REVIEWS




PRINT! KINDLE! And now an AUDIBLE AUDIO BOOK!

"I laughed, cried, felt the urgency . . . the story will take you to another dimension of 'ahhh' moments of reflection and insight that will 'gotcha.' I could read this book again and again and get something more. I enjoyed i from the second I began to read."

"A thick slice of MaryAnn Easley pie. Oozing UFOs, sweet on science, and warm with fantasy. This veteran children's writer's many young fans should be satiated.....for now!"

Friday, January 1, 2016

BRAIN CANDY FOR THE YA READER

Similar theme exist in ALICE IN WONDERLAND & CHANGED IN THE NIGHT

Life-death, time-space, reality-dreams are only a few of the themes that exist in Lewis Carroll's Alice in Wonderland and CHANGED IN THE NIGHT.
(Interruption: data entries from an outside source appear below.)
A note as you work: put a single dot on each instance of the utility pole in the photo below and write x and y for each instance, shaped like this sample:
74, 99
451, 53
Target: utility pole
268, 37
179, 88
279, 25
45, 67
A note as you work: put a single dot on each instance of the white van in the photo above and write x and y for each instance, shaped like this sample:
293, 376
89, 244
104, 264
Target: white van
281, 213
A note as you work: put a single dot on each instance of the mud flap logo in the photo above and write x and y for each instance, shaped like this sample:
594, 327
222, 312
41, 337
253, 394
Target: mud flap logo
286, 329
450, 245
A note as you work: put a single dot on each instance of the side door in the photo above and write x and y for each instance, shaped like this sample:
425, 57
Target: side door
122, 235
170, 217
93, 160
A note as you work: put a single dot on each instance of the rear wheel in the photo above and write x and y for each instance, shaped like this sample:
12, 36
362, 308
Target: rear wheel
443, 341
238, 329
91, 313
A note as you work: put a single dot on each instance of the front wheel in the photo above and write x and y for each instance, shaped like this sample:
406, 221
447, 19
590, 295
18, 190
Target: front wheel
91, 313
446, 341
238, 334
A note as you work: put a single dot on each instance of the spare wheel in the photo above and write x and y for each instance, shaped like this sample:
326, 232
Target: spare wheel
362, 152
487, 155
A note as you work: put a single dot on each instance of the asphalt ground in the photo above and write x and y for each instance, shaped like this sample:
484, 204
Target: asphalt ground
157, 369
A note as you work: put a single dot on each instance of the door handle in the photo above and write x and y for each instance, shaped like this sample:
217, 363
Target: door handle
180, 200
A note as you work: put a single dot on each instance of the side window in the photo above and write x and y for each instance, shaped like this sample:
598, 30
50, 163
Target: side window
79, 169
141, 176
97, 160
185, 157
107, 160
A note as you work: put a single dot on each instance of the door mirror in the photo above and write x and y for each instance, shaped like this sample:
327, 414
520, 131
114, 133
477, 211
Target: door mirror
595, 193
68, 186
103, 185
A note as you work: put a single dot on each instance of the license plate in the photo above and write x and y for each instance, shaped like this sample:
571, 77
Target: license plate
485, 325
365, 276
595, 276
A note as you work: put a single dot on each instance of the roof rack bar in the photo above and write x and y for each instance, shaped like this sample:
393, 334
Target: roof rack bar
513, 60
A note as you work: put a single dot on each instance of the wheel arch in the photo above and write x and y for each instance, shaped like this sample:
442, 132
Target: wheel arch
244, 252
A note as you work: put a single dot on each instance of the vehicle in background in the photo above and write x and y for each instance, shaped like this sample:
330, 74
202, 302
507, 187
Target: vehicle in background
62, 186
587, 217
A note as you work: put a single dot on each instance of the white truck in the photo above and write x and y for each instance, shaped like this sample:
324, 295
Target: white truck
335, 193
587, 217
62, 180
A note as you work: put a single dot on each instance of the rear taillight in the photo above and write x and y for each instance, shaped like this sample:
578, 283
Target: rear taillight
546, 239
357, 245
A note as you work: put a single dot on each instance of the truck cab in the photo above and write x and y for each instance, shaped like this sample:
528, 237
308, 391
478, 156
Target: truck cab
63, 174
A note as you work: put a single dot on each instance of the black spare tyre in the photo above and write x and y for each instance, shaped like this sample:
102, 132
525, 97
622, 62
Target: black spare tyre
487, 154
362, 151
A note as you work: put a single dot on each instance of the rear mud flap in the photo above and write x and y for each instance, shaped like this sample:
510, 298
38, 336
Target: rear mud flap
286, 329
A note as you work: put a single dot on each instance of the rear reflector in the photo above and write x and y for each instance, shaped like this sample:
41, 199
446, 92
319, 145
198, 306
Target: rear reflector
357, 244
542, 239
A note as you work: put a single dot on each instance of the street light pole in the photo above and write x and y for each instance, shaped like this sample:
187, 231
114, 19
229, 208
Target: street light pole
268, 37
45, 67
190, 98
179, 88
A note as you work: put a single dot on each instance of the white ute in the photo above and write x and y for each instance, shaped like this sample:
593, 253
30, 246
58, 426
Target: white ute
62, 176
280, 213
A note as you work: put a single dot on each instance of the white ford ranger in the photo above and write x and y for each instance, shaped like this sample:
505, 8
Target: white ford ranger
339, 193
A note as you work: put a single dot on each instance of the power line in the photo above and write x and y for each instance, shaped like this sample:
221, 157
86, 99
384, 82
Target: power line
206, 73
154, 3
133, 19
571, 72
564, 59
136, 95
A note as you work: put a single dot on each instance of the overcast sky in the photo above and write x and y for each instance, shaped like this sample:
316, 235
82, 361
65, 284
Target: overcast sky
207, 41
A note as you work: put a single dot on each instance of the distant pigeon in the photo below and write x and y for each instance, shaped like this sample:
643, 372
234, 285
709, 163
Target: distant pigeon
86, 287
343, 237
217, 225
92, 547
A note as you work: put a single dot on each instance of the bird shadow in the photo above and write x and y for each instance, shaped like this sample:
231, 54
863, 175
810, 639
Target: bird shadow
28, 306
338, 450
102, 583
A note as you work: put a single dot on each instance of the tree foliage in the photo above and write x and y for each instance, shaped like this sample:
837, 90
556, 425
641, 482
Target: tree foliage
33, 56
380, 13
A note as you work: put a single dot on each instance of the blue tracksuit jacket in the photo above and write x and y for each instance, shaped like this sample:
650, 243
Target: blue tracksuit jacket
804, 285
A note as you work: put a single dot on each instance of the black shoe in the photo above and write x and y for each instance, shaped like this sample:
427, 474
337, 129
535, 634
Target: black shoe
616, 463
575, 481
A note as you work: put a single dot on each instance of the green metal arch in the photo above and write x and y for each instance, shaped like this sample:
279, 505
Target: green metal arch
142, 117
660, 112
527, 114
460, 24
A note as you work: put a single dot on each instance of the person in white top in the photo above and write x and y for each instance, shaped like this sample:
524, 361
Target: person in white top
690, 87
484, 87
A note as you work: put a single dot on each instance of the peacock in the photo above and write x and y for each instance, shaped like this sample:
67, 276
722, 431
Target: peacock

What is time and space? If the past is only a dream and the future does not yet exist, then is the present moment the only reality we have?

Are UFOS real? Is there more than one Universe? Who are we and where do we come from?


In this modern day Alice in Wonderland story, Allana Odette Blair is plunged into similar philosophical and scientific themes. For example, when Alice falls down the rabbit hole, she experiences abandonment and extreme loneliness; Allana in CHANGED IN THE NIGHT suffers abandonment and loneliness after being visited and marked by aliens. Both girls are cast into an alien world that's beyond reality and both are lost psychologically, trapped in solitude and misunderstood.

Growing up is the death of childhood; therefore, death is closely connected to the protagonists in both the Wonderland story and CHANGED IN THE NIGHT. Death permeates Alice's enchanted garden in Wonderland where the Queen of Hearts appears to be the Goddess of Death, and death hovers in Allana's painted forest where her dead brother taunts her and leads her into more complicated puzzles.


In the Alice in Wonderland story, there's much to decipher, and this is also true in CHANGED IN THE NIGHT. The theme of Time and Space exist in both stories. Alice has the Mad Hatter; Allana has Mr. Zee, and we learn about time and space through these characters. We think of time in hours, minutes, and seconds or days, weeks, months, and years. The Mad Hatter's watch shows the date, not the time; at one point, the Mickey Mouse clock in CHANGED IN THE NIGHT is missing an hour; the cuckoo in the clock over the kitchen table is permanently stuck half in and half out of the little door.

Unlike us, a clock can repeat its measure of duration. We live in the conscious knowledge that we can never go back to a given point in the past even though we can turn the hands of a clock back or move them forward. Because of psychological time, however characters in both Alice in Wonderland and CHANGED INTHE NIGHT can leave and return to the same place. Allana can hear Great-Aunt Grace give advice and she can see her brother Jack, now grown.

There's nothing straightforward or simple in CHANGED IN THE NIGHT. Everything is cause and effect. One door leads to another. After Allana accidentally kills her twin brother, Jack, nothing is the same again. I deliberately chose the death date as December 7, 1941—the day Japanese bombed Pearl Harbor—because it led to America dropping atom bombs on Hiroshima and Nagasaki a few years later. And this began the never-ending arms race so that today countries all over the globe have in their possession nuclear power, a capability that can destroy planet Earth.

War is constant, death inevitable, and grief a given. Our science has created destructive power that is greater than our ability to contain it. We have become instruments of our own destruction.

Symbolism and metaphor prevail in both stories.
At sixteen, Allana cannot bear the burden of her grief but she also cannot let it go. Her grief is all she has of her slain brother. We are all connected; when we kill our brother, we kill ourselves.

Like Carroll's Alice in Wonderland, Allana in CHANGED IN THE NIGHT is stuck in a limbo of sorts where nothing is quite as it seems. In both the classic story and the new release,   symbolism sprinkled throughout in doors, riddles, puzzles and time; therefore the protagonists must deal with a lot of metaphoric "smoke and mirrors" in story, dreams, and reality.

After Allana's abduction by aliens, her psychological world unravels even further. UFOs, however, might be the ultimate reality or wake-up call, the government's long kept secret, the reason for the arms buildup, as well as, the men in black, and the sudden early retirement of Uncle Gordon from the Air Force.



Through Mr. Zee, her not-so-human tutor, Allana learns about Occam's Razor, Einstein's E = mc2, and Schrödinger's Cat; 
she discovers that science is a double-edged sword; there's good and evil in all, and reality is not what it seems.


She also discovers that anything is possible—even loving the enemy—and that letting go might be the bravest act of all.